Besonders kritisch wird es, wenn eine Inspektion zum Rückgabezeitpunkt bereits fällig ist oder in Kürze ansteht. Als Faustregel gilt: Ist der Service innerhalb von 1.000 Kilometern oder im Rückgabemonat fällig, muss er vor der Übergabe erledigt werden. Auch die Hauptuntersuchung darf bei Rückgabe nicht überfällig sein. Planen Sie rechtzeitig, wann welche Wartungsarbeiten anstehen, und dokumentieren Sie jeden Werkstattbesuch sorgfältig.
Niemand muss ein Rückgabeprotokoll sofort vor Ort unterzeichnen. Händler drängen gerne auf eine schnelle Signatur, doch Leasingnehmer haben das Recht, das Dokument in Ruhe zu Hause zu prüfen.
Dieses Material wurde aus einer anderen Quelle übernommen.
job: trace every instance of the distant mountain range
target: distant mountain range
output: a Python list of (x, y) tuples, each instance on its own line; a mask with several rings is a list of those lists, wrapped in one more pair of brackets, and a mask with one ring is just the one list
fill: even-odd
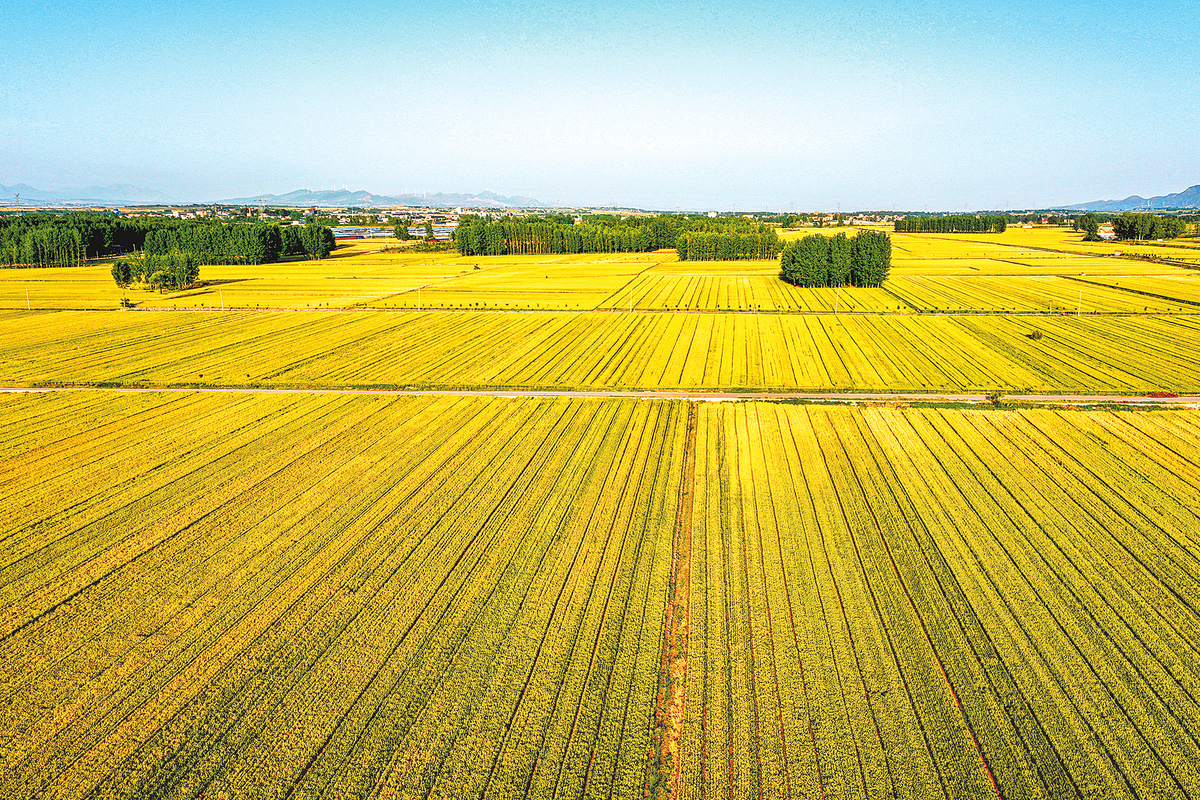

Eine Unterschrift bedeutet nicht automatisch die Anerkennung aller aufgeführten Schäden, erleichtert dem Leasinggeber aber die Beweisführung erheblich. Wer widersprechen möchte, sollte Einwände direkt im Protokoll vermerken lassen.
Das Protokoll dokumentiert lediglich den Zustand bei der Übergabe, nicht aber die spätere Kostenaufteilung. Schäden, die nicht im Protokoll der Leasingrückgabe stehen, können später nur schwer nachgefordert werden. Nehmen Sie deshalb bei der Rückgabe eigene Fotos vom gesamten Fahrzeug auf und lassen Sie sich eine Kopie des Protokolls aushändigen. Ein neutraler Zeuge kann im Streitfall zusätzlich helfen, Ihre Darstellung zu belegen.
Die Investition lohnt sich besonders bei wertvollen Fahrzeugen oder wenn bereits sichtbare Beschädigungen vorliegen. Smart-Repair-Lösungen für kleine Dellen und Kratzer kosten oft nur einen Bruchteil des angesetzten Minderwerts. Nach der offiziellen Rückgabe ist ein eigenes Gutachten nicht mehr möglich. Vergleichen Sie die Reparaturkosten immer mit dem drohenden Minderwert – häufig spart die vorab durchgeführte Beseitigung mehrere hundert Euro. Die Fahrzeuge haben auch keine unendliche Lebensdauer.
Saubere Fahrzeuge werden nachweislich milder bewertet als verschmutzte. Eine professionelle Aufbereitung für 120 bis 300 Euro beseitigt hartnäckige Verschmutzungen, Gerüche und kleinere optische Mängel. Gutachter arbeiten bei gepflegten Autos deutlich wohlwollender, da ein sauberer Gesamteindruck die Wahrnehmung einzelner Makel positiv beeinflusst.
Bei regelmäßig gepflegten Fahrzeugen ohne erkennbare Probleme kann man auf die Aufbereitung verzichten. Lohnenswert ist sie vor allem bei sichtbarer Verschmutzung, Geruchsbelastung durch Raucher oder Haustiere sowie bei Fahrzeugen mit höherem Restwert. Eine gründliche Außen- und Innenreinigung samt Politur kostet weniger als die Nachforderung für „mangelnde Fahrzeugpflege“. Investieren Sie das Geld lieber vorher als hinterher doppelt zu zahlen.